I confess that beyond the fact that I really like theatre and plays, I was not especially enthusiastic about this play. I'm mostly a pacifist, and I am deeply bothered by the use of our healthy citizenry as cannon fodder for useless wars. As such I have never been much of an attendant, never mind participant in Remembrance Day ceremonies and such. I buy a poppy every year to support the legion and the vets, and I wear it, but that is it. I knew that D-Day on Juno Beach was about the liberation of France, but I did not understand what that meant. I did not understand the very real, personal and immediate threat that France was living under.  Yes, I know, the Nazis were beyond horrifying, and I cannot imagine what might have happened if they had won, but I did not really get it.  Jake and Isabel and her grandmama drew the reality for me  in only a very few lines and gestures, and it knocked the breath out of me performance after performance. I'm a bit ashamed of my previous attitude, and glad that I understand better now.

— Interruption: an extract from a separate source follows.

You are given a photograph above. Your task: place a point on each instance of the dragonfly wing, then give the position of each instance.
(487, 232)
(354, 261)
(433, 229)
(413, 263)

I think art should move you. Jake's Gift moved me to tears. Over and over. And to laughter, which I think is imperative for a bearable life.  But more, it moved my ignorant viewpoint to one of understanding, really truly understanding, that ultimately, what matters in life is doing something for someone else.



Jake's Gift will play in Lindsay Ontario, Hudson Quebec and Guelph, Sudbury and Gravenhurst Ontario between now and the end of November.  I cannot recommend this play highly enough.
(And if you go, and you get the chance, say hi to Julia and Dirk from Karen. They are my favourite actor and director in the whole of the world.)